Other potential casualties in the retail space are Harvey Norman Holdings Limited (ASX: HVN) and Myer Holdings Ltd (ASX: MYR). Also at risk are major landlords, such as the domestic retail-focused Westfield Retail Trust (ASX: WRT) and FED CNTRES STAPLED (ASX: FDC), that specialises in the ownership and management of Australian shopping centres.

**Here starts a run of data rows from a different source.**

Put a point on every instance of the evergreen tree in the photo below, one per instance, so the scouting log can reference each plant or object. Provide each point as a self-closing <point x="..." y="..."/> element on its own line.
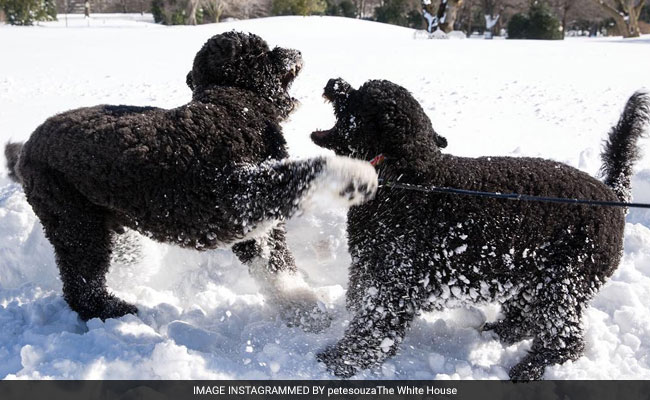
<point x="26" y="12"/>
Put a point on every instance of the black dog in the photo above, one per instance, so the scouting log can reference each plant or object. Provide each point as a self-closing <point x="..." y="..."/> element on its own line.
<point x="416" y="251"/>
<point x="204" y="175"/>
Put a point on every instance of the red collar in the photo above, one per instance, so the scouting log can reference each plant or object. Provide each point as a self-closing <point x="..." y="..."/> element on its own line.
<point x="377" y="161"/>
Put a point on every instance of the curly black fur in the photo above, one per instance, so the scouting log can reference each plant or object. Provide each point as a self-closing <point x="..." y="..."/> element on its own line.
<point x="620" y="150"/>
<point x="203" y="175"/>
<point x="415" y="251"/>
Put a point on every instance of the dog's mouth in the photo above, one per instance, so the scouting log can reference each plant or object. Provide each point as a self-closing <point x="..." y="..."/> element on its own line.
<point x="293" y="69"/>
<point x="321" y="138"/>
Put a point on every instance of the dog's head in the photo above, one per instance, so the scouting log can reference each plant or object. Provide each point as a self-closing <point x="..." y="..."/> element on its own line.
<point x="245" y="61"/>
<point x="378" y="118"/>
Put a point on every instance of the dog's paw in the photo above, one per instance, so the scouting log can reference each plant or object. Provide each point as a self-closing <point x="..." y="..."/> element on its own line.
<point x="506" y="332"/>
<point x="529" y="369"/>
<point x="312" y="318"/>
<point x="335" y="363"/>
<point x="348" y="181"/>
<point x="105" y="308"/>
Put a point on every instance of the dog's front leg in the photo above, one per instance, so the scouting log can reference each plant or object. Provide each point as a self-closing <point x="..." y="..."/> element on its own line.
<point x="375" y="332"/>
<point x="253" y="195"/>
<point x="273" y="267"/>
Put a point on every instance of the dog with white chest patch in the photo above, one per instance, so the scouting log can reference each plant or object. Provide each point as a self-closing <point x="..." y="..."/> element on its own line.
<point x="415" y="251"/>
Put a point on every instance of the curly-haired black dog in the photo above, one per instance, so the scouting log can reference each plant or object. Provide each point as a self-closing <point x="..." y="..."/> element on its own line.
<point x="204" y="175"/>
<point x="414" y="251"/>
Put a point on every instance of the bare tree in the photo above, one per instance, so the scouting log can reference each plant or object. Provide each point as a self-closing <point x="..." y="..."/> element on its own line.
<point x="214" y="9"/>
<point x="625" y="14"/>
<point x="441" y="14"/>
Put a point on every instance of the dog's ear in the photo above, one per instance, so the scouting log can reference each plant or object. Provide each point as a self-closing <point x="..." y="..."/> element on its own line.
<point x="189" y="81"/>
<point x="440" y="141"/>
<point x="337" y="90"/>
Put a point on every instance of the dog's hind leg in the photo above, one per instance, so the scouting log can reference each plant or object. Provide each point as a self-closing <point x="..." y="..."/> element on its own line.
<point x="555" y="319"/>
<point x="376" y="330"/>
<point x="515" y="326"/>
<point x="273" y="267"/>
<point x="80" y="234"/>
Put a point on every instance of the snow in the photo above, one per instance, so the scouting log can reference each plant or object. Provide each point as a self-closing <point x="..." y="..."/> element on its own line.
<point x="201" y="316"/>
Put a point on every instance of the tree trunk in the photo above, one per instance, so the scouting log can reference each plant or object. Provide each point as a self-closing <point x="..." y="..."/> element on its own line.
<point x="451" y="12"/>
<point x="192" y="6"/>
<point x="627" y="25"/>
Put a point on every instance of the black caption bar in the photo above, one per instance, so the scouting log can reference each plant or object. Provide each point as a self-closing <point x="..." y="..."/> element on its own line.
<point x="199" y="390"/>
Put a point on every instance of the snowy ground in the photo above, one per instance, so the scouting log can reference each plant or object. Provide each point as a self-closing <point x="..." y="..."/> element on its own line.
<point x="200" y="314"/>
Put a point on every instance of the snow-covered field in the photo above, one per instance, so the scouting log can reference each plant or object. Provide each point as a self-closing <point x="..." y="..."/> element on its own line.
<point x="200" y="313"/>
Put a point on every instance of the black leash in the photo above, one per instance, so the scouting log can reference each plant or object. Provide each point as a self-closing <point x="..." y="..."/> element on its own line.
<point x="508" y="196"/>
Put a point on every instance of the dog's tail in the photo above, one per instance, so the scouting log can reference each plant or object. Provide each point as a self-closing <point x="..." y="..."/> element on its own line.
<point x="621" y="150"/>
<point x="12" y="153"/>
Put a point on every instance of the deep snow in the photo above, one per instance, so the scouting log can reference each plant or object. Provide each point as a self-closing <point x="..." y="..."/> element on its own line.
<point x="200" y="313"/>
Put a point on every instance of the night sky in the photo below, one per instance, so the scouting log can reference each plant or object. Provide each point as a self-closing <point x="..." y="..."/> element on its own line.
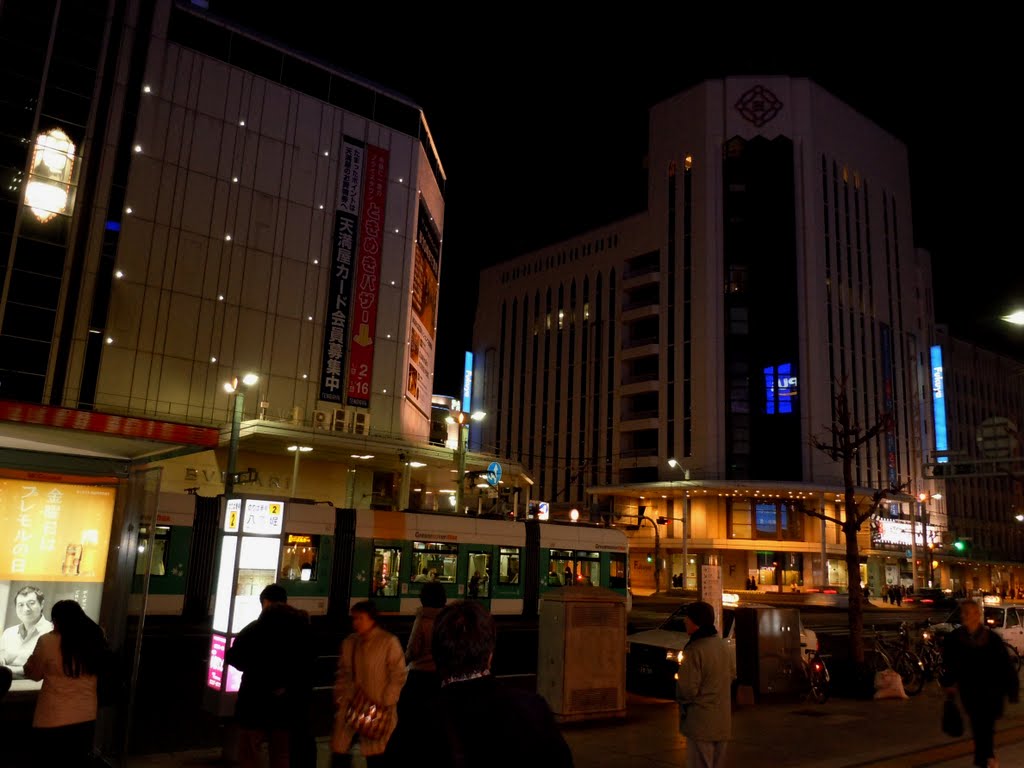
<point x="542" y="126"/>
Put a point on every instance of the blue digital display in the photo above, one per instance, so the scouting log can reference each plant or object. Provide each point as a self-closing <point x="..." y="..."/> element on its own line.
<point x="939" y="403"/>
<point x="780" y="388"/>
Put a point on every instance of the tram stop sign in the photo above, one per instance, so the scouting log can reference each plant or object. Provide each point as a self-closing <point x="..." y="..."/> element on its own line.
<point x="494" y="473"/>
<point x="997" y="438"/>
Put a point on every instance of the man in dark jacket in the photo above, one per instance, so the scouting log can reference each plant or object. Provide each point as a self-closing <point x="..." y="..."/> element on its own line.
<point x="274" y="654"/>
<point x="477" y="720"/>
<point x="977" y="664"/>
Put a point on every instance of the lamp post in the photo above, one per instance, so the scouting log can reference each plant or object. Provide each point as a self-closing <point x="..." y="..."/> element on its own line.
<point x="298" y="451"/>
<point x="686" y="517"/>
<point x="235" y="387"/>
<point x="462" y="419"/>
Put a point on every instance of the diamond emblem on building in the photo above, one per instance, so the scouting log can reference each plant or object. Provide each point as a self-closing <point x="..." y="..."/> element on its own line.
<point x="759" y="105"/>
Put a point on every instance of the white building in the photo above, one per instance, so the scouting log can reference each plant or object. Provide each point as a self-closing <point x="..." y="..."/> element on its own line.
<point x="774" y="260"/>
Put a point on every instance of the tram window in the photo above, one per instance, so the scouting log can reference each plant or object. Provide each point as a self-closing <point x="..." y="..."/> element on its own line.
<point x="163" y="535"/>
<point x="478" y="574"/>
<point x="433" y="561"/>
<point x="561" y="568"/>
<point x="298" y="557"/>
<point x="508" y="565"/>
<point x="616" y="568"/>
<point x="386" y="563"/>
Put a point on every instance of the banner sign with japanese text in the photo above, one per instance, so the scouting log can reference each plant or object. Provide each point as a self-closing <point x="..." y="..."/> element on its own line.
<point x="368" y="274"/>
<point x="423" y="317"/>
<point x="339" y="310"/>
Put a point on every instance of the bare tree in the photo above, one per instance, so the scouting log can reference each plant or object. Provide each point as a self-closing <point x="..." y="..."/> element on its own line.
<point x="846" y="438"/>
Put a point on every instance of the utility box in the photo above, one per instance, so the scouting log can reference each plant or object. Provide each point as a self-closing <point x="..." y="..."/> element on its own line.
<point x="768" y="649"/>
<point x="582" y="655"/>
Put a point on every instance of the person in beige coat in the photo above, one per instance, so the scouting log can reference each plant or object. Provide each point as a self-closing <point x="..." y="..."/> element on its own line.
<point x="704" y="689"/>
<point x="370" y="658"/>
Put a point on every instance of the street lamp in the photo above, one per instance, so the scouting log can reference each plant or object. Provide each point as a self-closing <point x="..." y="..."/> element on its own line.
<point x="298" y="451"/>
<point x="462" y="419"/>
<point x="235" y="387"/>
<point x="686" y="517"/>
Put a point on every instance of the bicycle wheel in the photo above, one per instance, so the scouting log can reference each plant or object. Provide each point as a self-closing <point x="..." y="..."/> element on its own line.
<point x="911" y="672"/>
<point x="817" y="677"/>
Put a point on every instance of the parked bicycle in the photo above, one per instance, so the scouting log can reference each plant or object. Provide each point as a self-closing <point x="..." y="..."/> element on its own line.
<point x="896" y="654"/>
<point x="818" y="680"/>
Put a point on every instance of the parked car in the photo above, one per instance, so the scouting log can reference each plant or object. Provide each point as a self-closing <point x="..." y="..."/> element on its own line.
<point x="1006" y="620"/>
<point x="653" y="655"/>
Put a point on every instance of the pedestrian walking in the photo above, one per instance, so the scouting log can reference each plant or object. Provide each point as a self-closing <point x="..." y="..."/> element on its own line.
<point x="69" y="659"/>
<point x="704" y="689"/>
<point x="422" y="683"/>
<point x="978" y="667"/>
<point x="275" y="694"/>
<point x="371" y="674"/>
<point x="476" y="720"/>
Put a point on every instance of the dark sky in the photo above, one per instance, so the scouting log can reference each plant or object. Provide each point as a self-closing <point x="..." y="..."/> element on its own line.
<point x="542" y="127"/>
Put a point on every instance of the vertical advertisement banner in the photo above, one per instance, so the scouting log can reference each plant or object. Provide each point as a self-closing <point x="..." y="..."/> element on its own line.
<point x="424" y="310"/>
<point x="53" y="543"/>
<point x="887" y="384"/>
<point x="339" y="310"/>
<point x="368" y="272"/>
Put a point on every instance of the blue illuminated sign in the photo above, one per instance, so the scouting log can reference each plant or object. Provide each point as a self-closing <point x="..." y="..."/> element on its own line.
<point x="939" y="403"/>
<point x="780" y="388"/>
<point x="467" y="384"/>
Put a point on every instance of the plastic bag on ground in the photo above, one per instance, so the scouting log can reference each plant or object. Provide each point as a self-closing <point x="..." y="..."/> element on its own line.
<point x="888" y="684"/>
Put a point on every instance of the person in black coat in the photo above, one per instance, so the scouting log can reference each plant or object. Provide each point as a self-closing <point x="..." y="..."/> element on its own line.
<point x="275" y="656"/>
<point x="477" y="720"/>
<point x="978" y="666"/>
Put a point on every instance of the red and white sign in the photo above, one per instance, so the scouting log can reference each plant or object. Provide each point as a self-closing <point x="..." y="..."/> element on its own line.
<point x="215" y="676"/>
<point x="122" y="426"/>
<point x="368" y="273"/>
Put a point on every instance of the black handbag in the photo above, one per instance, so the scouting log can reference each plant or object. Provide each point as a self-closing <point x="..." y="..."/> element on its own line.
<point x="952" y="720"/>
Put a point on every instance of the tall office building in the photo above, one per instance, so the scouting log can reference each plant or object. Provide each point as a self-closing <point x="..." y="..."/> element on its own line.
<point x="773" y="267"/>
<point x="185" y="202"/>
<point x="979" y="402"/>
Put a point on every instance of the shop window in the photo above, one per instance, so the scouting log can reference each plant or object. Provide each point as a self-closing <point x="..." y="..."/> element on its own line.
<point x="766" y="520"/>
<point x="386" y="563"/>
<point x="433" y="561"/>
<point x="616" y="570"/>
<point x="739" y="518"/>
<point x="508" y="565"/>
<point x="298" y="557"/>
<point x="160" y="542"/>
<point x="478" y="574"/>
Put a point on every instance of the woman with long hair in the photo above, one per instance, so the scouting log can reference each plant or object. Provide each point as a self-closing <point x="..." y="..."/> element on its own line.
<point x="69" y="660"/>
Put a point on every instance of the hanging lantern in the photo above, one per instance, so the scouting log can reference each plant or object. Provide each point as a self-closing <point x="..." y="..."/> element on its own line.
<point x="50" y="174"/>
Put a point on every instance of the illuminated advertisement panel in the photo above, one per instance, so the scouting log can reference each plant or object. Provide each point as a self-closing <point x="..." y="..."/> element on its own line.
<point x="368" y="275"/>
<point x="339" y="298"/>
<point x="53" y="544"/>
<point x="262" y="517"/>
<point x="215" y="675"/>
<point x="467" y="384"/>
<point x="939" y="403"/>
<point x="423" y="317"/>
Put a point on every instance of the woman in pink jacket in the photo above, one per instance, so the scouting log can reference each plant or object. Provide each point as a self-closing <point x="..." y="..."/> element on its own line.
<point x="371" y="658"/>
<point x="68" y="660"/>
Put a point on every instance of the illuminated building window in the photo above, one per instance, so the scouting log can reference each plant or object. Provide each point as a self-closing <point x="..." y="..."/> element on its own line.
<point x="50" y="175"/>
<point x="299" y="557"/>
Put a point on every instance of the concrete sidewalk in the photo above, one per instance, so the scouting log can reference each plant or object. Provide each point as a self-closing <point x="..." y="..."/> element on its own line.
<point x="841" y="733"/>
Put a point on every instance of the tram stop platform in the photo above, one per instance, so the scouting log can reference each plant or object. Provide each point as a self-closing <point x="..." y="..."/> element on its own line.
<point x="786" y="733"/>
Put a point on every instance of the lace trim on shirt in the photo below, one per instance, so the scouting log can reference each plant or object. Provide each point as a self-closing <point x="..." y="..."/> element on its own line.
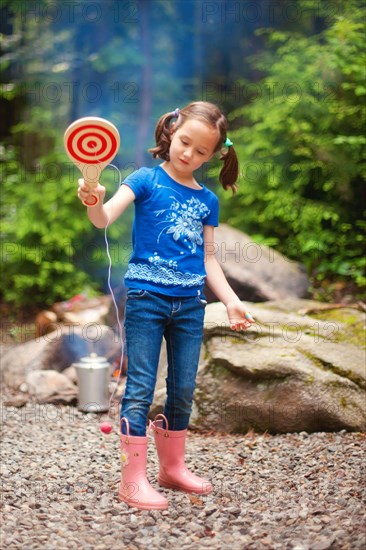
<point x="162" y="275"/>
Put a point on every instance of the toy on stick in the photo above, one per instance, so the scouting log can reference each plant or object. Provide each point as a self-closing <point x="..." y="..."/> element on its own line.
<point x="91" y="143"/>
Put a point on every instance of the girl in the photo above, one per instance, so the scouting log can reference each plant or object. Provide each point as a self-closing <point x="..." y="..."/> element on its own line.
<point x="172" y="258"/>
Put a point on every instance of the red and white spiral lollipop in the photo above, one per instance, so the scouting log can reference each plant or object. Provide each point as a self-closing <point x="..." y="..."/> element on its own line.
<point x="91" y="143"/>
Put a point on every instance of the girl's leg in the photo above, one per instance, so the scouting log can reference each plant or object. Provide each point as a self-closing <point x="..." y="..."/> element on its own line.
<point x="144" y="327"/>
<point x="183" y="340"/>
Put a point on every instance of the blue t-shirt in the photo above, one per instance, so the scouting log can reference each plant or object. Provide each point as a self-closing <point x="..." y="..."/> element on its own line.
<point x="167" y="234"/>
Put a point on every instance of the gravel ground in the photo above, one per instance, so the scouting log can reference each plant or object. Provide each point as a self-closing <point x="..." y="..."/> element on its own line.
<point x="60" y="479"/>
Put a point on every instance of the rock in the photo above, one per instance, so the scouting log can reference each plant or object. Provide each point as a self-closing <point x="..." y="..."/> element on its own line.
<point x="57" y="350"/>
<point x="50" y="386"/>
<point x="256" y="272"/>
<point x="288" y="373"/>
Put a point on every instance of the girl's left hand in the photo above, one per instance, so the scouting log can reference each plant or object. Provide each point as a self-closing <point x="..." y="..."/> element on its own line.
<point x="239" y="317"/>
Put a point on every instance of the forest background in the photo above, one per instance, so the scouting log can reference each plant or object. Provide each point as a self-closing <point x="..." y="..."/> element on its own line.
<point x="290" y="75"/>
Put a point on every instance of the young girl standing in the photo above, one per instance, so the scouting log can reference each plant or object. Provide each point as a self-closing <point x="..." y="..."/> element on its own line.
<point x="172" y="258"/>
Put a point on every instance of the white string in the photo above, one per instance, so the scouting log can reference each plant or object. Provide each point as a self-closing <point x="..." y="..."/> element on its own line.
<point x="114" y="298"/>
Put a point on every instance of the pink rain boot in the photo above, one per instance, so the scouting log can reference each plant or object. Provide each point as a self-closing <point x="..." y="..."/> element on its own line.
<point x="134" y="488"/>
<point x="173" y="472"/>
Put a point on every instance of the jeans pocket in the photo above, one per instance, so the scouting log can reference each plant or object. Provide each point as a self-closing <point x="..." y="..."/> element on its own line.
<point x="201" y="301"/>
<point x="135" y="294"/>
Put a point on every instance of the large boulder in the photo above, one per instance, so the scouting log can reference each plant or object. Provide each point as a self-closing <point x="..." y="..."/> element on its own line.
<point x="256" y="272"/>
<point x="290" y="372"/>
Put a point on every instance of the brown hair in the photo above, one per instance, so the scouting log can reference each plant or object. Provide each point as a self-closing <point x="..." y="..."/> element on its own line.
<point x="211" y="115"/>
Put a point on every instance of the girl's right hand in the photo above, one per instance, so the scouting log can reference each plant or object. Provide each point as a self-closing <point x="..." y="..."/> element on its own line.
<point x="85" y="193"/>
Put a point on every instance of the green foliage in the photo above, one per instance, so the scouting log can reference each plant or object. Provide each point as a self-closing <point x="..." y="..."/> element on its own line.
<point x="301" y="147"/>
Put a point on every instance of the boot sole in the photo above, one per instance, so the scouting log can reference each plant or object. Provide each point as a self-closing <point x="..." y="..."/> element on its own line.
<point x="169" y="485"/>
<point x="141" y="506"/>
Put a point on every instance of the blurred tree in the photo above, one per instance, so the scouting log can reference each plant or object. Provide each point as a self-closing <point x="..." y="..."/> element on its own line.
<point x="301" y="145"/>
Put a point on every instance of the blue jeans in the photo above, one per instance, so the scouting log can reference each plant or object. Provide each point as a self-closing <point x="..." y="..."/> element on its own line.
<point x="149" y="318"/>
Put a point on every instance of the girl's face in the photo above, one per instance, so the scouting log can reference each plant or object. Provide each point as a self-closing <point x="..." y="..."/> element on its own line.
<point x="192" y="144"/>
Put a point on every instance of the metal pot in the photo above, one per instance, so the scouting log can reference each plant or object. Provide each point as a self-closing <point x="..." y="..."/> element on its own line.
<point x="93" y="374"/>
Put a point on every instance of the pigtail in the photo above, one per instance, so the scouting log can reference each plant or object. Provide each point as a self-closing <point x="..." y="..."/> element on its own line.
<point x="163" y="137"/>
<point x="230" y="171"/>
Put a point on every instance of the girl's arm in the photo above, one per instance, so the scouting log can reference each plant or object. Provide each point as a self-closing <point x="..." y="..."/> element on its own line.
<point x="102" y="215"/>
<point x="239" y="317"/>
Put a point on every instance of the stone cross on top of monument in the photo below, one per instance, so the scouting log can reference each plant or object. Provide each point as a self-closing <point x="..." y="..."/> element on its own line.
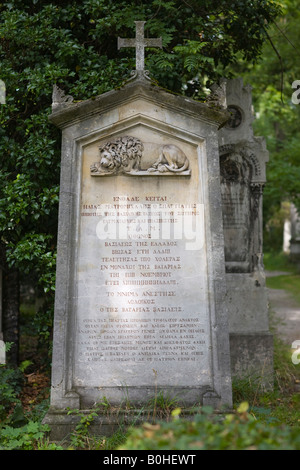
<point x="140" y="42"/>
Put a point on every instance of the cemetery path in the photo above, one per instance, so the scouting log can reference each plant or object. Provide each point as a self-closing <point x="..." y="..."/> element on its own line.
<point x="286" y="312"/>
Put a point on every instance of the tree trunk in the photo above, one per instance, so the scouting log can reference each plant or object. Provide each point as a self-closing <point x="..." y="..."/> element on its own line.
<point x="11" y="304"/>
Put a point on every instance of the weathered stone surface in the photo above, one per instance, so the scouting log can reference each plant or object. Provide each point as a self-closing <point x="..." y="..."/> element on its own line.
<point x="140" y="273"/>
<point x="243" y="159"/>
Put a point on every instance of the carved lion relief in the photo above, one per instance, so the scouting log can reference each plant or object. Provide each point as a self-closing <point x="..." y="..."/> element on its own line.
<point x="123" y="155"/>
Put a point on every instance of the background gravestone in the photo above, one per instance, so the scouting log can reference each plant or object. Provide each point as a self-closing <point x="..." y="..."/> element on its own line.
<point x="139" y="306"/>
<point x="243" y="159"/>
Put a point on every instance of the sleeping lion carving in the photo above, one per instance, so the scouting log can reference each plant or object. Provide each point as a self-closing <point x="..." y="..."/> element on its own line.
<point x="171" y="158"/>
<point x="121" y="155"/>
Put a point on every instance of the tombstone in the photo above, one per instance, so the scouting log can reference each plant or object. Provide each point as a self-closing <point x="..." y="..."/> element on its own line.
<point x="2" y="344"/>
<point x="243" y="159"/>
<point x="139" y="307"/>
<point x="2" y="92"/>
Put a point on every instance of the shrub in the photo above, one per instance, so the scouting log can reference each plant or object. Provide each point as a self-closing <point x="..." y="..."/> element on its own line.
<point x="208" y="431"/>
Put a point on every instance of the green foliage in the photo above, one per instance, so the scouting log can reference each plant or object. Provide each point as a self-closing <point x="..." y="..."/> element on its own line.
<point x="239" y="431"/>
<point x="11" y="381"/>
<point x="277" y="116"/>
<point x="27" y="437"/>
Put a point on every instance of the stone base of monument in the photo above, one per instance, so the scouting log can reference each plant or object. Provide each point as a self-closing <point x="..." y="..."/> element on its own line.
<point x="63" y="423"/>
<point x="251" y="343"/>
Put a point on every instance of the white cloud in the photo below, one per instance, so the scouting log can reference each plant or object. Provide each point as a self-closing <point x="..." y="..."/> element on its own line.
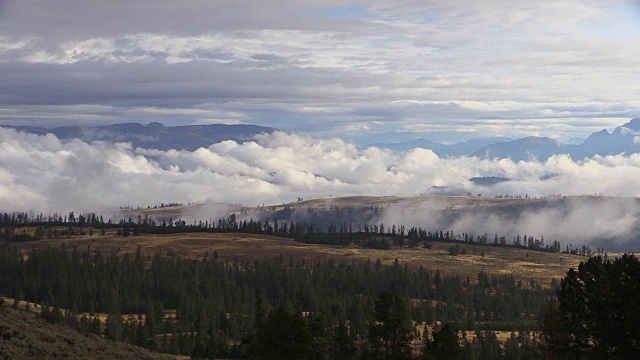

While JB Hi-Fi is the outstanding company in the discretionary retail sector, the question really should be whether investing in a sector with such headwinds is wise. Retail stocks such as Woolworths Limited (ASX: WOW) and Wesfarmers Ltd (ASX: WES) may be more appropriate medium-to-long term investments as they sell essential food items.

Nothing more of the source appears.